Andrew Sullivan pauses to consider a recent column in the Washington Post addressing the torture question:
Cohen is right that this should not be a partisan matter, as Cheney has so shrewdly made it, turning the Republicans into the party of torture, and prepping to blame Obama for the next terror attack, which is inevitable. But he is wrong that torture is complicated. It isn’t. It was never complicated before Bush and Cheney instituted it. It was once an exceptional, once-in-a-lifetime, ticking bomb extra-legal necessity. Now it is legitimate according to Charles Krauthammer, the chief intellectual architect of the torture regime, if it saves merely one life.
I don’t take issue with Sullivan, per se, but thought it important to remind that there is no ticking bomb scenario. Or, as James Oliphant, of the Chicago Tribune blogged in May, 2008, of a House Judiciary hearing:
After the hearing, Conyers noted that no witness was able to describe a “ticking time bomb” scenario which would make extreme interrogation necessary.
“Radio silence was the response when today’s witnesses were asked to identify a single example of a true ‘ticking bomb’ scenario ever occurring, even though such scenarios are often invoked to justify torture,” Conyers said. “These scholars, who have studied this issue extensively and have intimate knowledge of the legal authority the administration sought, could not identify a single example.
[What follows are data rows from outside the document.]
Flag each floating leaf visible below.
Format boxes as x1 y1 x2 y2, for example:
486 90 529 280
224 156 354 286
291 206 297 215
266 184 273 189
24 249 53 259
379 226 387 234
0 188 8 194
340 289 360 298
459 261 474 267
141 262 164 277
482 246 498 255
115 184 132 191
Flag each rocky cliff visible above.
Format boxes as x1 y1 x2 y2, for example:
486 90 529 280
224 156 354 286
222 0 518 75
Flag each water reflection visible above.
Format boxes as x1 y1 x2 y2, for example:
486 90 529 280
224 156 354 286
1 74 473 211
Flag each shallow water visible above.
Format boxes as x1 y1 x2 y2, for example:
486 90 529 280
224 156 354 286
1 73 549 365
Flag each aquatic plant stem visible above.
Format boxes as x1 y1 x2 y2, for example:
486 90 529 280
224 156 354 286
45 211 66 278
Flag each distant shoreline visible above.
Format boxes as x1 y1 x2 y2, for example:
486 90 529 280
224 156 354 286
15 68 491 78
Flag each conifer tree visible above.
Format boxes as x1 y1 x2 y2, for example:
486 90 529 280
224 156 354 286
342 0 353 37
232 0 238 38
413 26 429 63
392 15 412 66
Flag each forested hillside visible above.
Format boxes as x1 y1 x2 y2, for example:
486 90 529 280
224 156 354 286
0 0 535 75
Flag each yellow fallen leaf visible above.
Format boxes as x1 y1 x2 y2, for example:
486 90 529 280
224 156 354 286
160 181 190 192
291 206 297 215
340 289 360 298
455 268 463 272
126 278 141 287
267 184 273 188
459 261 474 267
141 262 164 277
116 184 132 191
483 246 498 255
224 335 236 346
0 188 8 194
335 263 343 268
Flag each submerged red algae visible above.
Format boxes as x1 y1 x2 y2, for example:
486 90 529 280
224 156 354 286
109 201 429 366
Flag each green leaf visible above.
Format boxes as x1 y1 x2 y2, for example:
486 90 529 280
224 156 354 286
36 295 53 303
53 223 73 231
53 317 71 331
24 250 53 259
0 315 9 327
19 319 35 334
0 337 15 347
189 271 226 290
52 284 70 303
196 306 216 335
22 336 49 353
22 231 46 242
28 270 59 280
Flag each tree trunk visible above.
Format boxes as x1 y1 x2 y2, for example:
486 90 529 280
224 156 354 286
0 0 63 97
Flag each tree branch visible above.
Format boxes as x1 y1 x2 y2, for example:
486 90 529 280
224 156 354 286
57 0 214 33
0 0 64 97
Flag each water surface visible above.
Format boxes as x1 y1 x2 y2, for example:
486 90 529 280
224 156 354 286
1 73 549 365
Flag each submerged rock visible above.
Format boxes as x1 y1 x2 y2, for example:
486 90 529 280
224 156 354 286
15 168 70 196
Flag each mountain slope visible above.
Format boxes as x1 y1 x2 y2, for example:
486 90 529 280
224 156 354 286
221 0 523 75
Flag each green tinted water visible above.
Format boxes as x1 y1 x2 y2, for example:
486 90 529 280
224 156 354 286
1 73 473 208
I hope that the administration officials who have agreed to testify will shed some light on this and many other questions raised in today’s hearing.”
(It is worth noting that in the browser tab and title, the article is called “Torture’s Ugly Dialogue”, but the headline assigned the story is “Torture’s Unanswerable Questions”. Not sure what the difference actually means, but it sticks out pretty obviously.)